GAZA (Arrahmah.com) – Hidup sedemikian memilukan bagi keluarga Mustafa yang berjumlah tujuh orang, mereka hidup berjejalan di sebuah gubuk kumuh yang memiliki dua kamar sempit di kamp pengungsi Jabalya di Gaza.
Tujuh tahun berada dalam blokade “Israel” dan sepuluh bulan blokade Mesir yang melumpuhkan, pertumbuhan ekonomi Gaza telah mengalami krisis dan pengangguran melonjak menjadi hampir 40 persen pada akhir 2013.
Mereka hidup dari bantuan PBB yang terdiri dari beras, tepung, daging kaleng dan minyak bunga matahari, dengan akses yang terbatas ke perawatan kesehatan yang tepat atau air bersih. Keluarga seperti Mustafa – pengungsi tetap dari tanah leluhurnya yang sekarang dicaplok “Israel” – hidup dalam kemiskinan, tidak punya uang, tidak ada pekerjaan dan tidak ada harapan.
“Kami tenggelam … Kami merasa seperti seluruh dunia berada di atas kami.

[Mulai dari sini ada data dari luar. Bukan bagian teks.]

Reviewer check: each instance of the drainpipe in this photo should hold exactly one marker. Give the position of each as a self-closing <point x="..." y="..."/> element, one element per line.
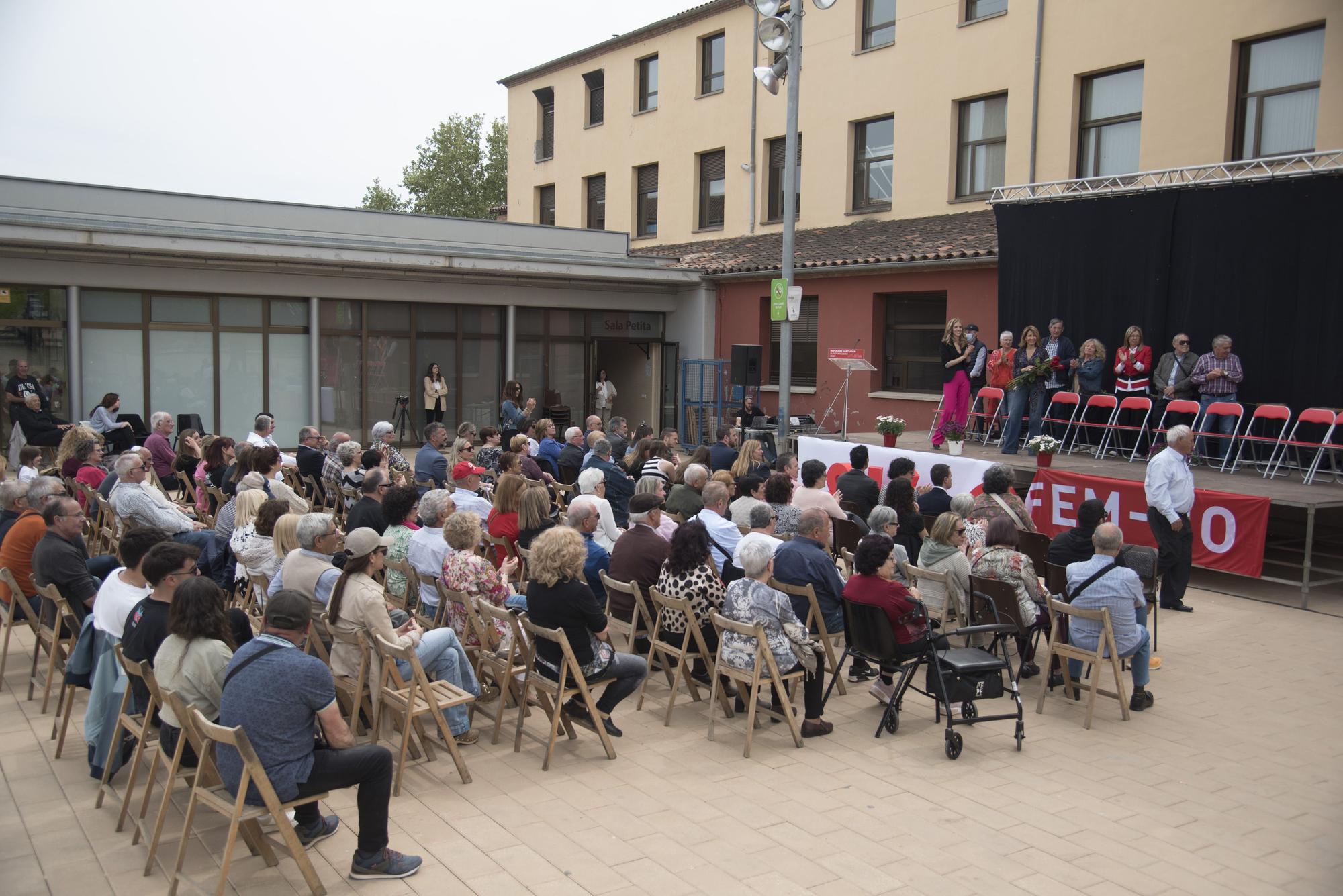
<point x="1035" y="91"/>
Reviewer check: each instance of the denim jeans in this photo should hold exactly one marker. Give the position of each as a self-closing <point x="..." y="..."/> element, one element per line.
<point x="1215" y="448"/>
<point x="1140" y="659"/>
<point x="443" y="656"/>
<point x="1019" y="401"/>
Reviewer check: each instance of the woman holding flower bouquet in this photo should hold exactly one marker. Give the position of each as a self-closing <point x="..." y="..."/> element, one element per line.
<point x="956" y="379"/>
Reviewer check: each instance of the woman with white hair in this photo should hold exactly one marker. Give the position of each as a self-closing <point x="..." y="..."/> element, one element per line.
<point x="385" y="435"/>
<point x="751" y="600"/>
<point x="593" y="489"/>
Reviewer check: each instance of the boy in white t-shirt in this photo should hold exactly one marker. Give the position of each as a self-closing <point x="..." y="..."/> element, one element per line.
<point x="127" y="585"/>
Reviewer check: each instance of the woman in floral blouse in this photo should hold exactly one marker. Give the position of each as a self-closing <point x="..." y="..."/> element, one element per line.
<point x="468" y="572"/>
<point x="1000" y="560"/>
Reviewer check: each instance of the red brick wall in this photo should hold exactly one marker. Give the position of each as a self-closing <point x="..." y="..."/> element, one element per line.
<point x="849" y="310"/>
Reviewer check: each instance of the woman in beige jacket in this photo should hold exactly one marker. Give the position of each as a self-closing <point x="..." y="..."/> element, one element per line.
<point x="358" y="604"/>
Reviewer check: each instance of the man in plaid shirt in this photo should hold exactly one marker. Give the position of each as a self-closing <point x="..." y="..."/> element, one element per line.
<point x="1217" y="375"/>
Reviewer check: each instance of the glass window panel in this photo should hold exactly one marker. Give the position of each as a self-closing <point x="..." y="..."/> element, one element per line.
<point x="289" y="314"/>
<point x="104" y="350"/>
<point x="240" y="311"/>
<point x="179" y="309"/>
<point x="436" y="318"/>
<point x="444" y="353"/>
<point x="182" y="375"/>
<point x="338" y="314"/>
<point x="567" y="379"/>
<point x="240" y="384"/>
<point x="481" y="381"/>
<point x="291" y="384"/>
<point x="1290" y="122"/>
<point x="1291" y="59"/>
<point x="1115" y="94"/>
<point x="389" y="369"/>
<point x="105" y="306"/>
<point x="342" y="404"/>
<point x="390" y="315"/>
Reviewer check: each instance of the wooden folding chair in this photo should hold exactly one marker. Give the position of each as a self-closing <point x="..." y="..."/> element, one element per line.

Saya menyalakan televisi dan saya melihat gaya hidup di luar sana, dan saya merenung, Tuhan, bantu saya meninggalkan tempat ini,” kata Tareq, (22), sebagaimana dilansir oleh Wordbulletin, Kamis (17/4/2014).
Keluarga mustafa seringkali harus pindah ketika hujan membanjiri rumah mereka yang berada di dataran rendah. Mereka hidup dalam kegelapan akibat pemadaman listrik seluruh Gaza karena kekurangan bahan bakar.
“Tidak ada uang untuk kuliah atau untuk menikah. Tiadak ada uang bahkan untuk keluar rumah, sehingga kami bisa sedikit melarikan diri. Hidup macam apa ini?” Tareq bertanya.
Lebih dari setengah penduduk Gaza menerima bantuan makanan dari PBB, dan jumlahnya terus meningkat.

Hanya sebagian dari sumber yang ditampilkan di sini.